- Born: 1964 (age 61–62) Saginaw, Michigan
- Education: University of Michigan
- Occupations: Writer, filmmaker, activist
- Known for: Writer and co-producer of Save KLSD: Media Consolidation and Local Radio
- Spouse: Joe Vettel
- Website: www.sandiegomediareform.com

= Jennifer Douglas =

American film producer

Jennifer Colleen Douglas (born 1964) is an American writer/producer and activist. She has worked in film, video, television, radio, print and Internet projects. She is the writer and co-producer of the 2012 documentary film, Save KLSD: Media Consolidation & Local Radio.

==Biography==

Douglas graduated from Douglas MacArthur High School in Saginaw Township, Michigan, and graduated with a degree in English Language and Literature from the University of Michigan and pursued graduate coursework in public health at Hunter College in New York City. She and her engineer/CEO husband Joe Vettel and their daughter Genevieve and son Joel live in San Diego. Previously she lived in New York City and Washington, D.C.

==Selected media work==

In Washington, D.C., Douglas was a staff news writer/field producer at WTTG-TV, and a freelance writer at CNN and WUSA-TV (CBS). She is the co-editor of Cooking with the Stars: Healthy, Delicious Recipes from Celebrities' Own Kitchens, with Michael Jacobson, PhD, founder and executive director of the Center for Science in the Public Interest. She wrote for The Low-Cholesterol Gourmet television series on the Discovery Channel hosted by Lynn Fischer, and researched Fischer's book, The Better Sex Diet. She was marketing director for the Snow Globe Christmas DVD, directed by Ron Ranson, and appears in the "Behind the Scenes" feature on the DVD. She and Ranson also produced an Iraq Memorial video for documentary director Robert Greenwald's Brave New Foundation.

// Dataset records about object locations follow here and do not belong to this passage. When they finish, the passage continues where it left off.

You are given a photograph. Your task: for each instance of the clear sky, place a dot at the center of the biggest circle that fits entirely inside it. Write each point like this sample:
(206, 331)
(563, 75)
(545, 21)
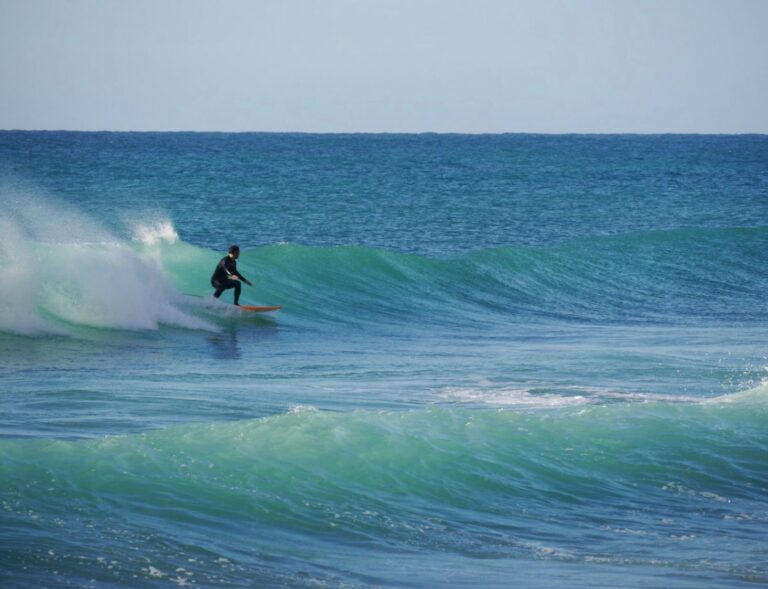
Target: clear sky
(475, 66)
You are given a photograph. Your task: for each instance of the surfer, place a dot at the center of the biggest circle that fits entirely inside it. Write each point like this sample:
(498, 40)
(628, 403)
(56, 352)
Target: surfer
(226, 276)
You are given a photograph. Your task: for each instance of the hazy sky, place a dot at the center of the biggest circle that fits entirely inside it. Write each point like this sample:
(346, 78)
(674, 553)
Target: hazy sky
(551, 66)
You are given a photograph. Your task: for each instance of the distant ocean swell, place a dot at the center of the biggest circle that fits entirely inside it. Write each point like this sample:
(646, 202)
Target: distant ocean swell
(53, 284)
(633, 483)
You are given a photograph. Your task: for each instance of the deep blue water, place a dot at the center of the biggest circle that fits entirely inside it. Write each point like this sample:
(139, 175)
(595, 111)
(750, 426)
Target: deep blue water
(507, 360)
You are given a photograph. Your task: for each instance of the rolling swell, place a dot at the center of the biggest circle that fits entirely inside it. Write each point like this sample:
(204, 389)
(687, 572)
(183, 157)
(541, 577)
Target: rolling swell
(666, 276)
(669, 275)
(624, 483)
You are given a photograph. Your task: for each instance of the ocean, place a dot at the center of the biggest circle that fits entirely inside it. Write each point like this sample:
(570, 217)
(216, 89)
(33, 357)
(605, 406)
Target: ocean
(502, 361)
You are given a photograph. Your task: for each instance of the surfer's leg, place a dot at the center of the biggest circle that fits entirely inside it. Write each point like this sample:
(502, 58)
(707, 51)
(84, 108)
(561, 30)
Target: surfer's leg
(237, 291)
(220, 288)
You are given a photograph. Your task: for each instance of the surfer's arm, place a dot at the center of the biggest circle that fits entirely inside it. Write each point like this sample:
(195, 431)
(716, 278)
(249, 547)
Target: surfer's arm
(233, 273)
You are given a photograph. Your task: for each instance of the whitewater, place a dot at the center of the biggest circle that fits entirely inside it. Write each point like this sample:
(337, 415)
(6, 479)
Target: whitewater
(535, 361)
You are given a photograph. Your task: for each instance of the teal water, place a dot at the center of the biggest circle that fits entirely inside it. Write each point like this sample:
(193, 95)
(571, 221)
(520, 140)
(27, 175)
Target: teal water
(534, 361)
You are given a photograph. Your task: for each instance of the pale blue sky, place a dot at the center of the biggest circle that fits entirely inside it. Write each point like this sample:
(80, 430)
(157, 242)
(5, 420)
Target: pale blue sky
(550, 66)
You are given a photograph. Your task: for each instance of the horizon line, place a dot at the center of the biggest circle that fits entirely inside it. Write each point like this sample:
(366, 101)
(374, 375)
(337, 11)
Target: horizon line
(469, 133)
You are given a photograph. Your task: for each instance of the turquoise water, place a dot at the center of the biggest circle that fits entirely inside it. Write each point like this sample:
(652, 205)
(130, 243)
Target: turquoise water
(534, 361)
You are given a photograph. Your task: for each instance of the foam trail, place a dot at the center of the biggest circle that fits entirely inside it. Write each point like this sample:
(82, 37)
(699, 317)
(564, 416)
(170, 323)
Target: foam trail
(155, 233)
(60, 269)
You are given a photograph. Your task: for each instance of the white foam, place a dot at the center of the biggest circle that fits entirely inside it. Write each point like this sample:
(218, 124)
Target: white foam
(758, 394)
(513, 397)
(534, 397)
(60, 267)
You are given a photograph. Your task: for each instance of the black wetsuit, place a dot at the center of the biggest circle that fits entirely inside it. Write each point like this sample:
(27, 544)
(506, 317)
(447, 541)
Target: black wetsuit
(221, 280)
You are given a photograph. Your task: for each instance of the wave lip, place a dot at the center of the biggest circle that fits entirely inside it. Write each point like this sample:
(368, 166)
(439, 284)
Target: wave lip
(58, 281)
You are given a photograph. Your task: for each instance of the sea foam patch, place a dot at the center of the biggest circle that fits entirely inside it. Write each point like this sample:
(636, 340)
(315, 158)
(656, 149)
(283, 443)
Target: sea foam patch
(62, 269)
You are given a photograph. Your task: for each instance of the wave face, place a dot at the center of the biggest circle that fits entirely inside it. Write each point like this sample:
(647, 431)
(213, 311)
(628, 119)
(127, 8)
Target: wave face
(650, 484)
(682, 275)
(501, 361)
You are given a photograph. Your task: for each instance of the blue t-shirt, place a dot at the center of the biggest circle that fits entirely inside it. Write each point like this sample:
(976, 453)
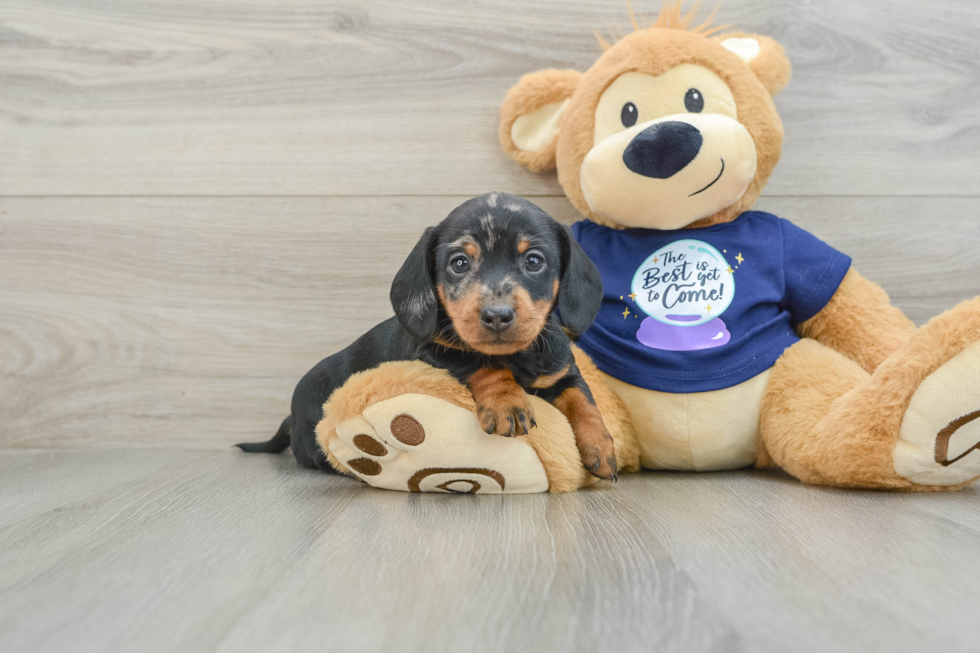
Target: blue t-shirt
(692, 310)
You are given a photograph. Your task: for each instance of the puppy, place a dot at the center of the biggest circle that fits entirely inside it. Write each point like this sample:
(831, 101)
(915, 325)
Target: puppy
(476, 297)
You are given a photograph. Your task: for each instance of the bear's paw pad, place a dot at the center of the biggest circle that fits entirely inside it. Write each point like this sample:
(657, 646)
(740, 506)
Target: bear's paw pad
(419, 443)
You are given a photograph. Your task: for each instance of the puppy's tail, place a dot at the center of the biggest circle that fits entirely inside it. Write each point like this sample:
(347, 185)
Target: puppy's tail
(277, 444)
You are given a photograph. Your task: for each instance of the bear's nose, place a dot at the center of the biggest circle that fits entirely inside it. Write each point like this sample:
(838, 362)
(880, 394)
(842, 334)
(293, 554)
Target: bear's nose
(661, 151)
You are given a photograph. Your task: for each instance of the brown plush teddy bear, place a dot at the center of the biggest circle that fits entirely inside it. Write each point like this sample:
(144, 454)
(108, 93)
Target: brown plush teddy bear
(727, 337)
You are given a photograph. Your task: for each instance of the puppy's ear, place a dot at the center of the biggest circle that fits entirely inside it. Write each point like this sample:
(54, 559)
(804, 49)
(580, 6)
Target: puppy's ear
(580, 288)
(413, 294)
(531, 113)
(763, 55)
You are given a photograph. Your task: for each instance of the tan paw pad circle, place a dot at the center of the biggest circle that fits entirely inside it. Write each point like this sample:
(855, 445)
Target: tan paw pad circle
(407, 430)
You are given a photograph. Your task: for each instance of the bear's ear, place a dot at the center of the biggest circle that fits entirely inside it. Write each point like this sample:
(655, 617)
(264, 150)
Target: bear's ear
(531, 113)
(763, 55)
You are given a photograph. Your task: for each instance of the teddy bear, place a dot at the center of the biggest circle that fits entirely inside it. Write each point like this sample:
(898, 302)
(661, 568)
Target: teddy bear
(727, 337)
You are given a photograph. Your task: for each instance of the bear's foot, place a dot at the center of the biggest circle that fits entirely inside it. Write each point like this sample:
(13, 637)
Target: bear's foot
(419, 443)
(939, 439)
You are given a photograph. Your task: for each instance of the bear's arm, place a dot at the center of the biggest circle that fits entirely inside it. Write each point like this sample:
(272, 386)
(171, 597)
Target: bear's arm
(860, 322)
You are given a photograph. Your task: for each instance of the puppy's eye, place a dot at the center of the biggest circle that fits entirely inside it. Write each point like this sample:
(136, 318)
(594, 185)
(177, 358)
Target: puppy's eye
(694, 101)
(629, 114)
(533, 262)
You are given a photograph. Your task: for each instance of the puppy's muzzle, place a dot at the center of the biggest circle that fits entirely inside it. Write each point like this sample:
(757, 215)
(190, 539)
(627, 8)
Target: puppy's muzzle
(497, 318)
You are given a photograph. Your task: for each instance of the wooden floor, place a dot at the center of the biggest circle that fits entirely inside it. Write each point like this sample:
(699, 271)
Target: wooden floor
(199, 200)
(220, 551)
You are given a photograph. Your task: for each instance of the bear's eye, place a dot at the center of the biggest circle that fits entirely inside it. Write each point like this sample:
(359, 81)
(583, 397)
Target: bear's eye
(694, 101)
(629, 115)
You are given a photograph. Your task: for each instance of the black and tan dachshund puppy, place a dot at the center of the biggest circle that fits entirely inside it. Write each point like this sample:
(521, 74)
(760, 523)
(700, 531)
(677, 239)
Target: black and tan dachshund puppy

Douglas wrote and co-produced with Jon Monday the 2012 documentary, Save KLSD: Media Consolidation and Local Radio, narrated by Jon Elliott and Bree Walker, and featuring Ed Schultz, Thom Hartmann, Amy Goodman, Van Jones, Richard Wolffe, Jonathan Adelstein, Robert Reich, Eric Klinenberg, David Shuster, Stacy Taylor and many others. The film had its broadcast premiere on Link TV in September 2012.

==Activism==

Jennifer co-founded the grassroots project "San Diego Adopts Arizona", which brought volunteers from Southern California to Arizona to campaign for the 2004 Democratic presidential candidate John Kerry. In 2008 she led volunteers on trips to Nevada for the Democratic presidential candidate Obama and was planning trips to Arizona and Nevada to campaign for Obama's 2012 re-election. She is a founding member of the media reform group that grew out of the rallies to "Save KLSD" radio in 2007, now called CPR-San Diego (Campaign for Press Reform), which is becoming a project of the nonprofit group Common Cause.

Douglas is the founder of the Family Nature Meetup group for the San Diego Sierra Club and is on the working board of the San Diego Children and Nature Collaborative (SDCaN), which is part of the Children and Nature Network inspired by the work of San Diegan Richard Louv and his book Last Child in the Woods: Saving Our Children from Nature-Deficit Disorder.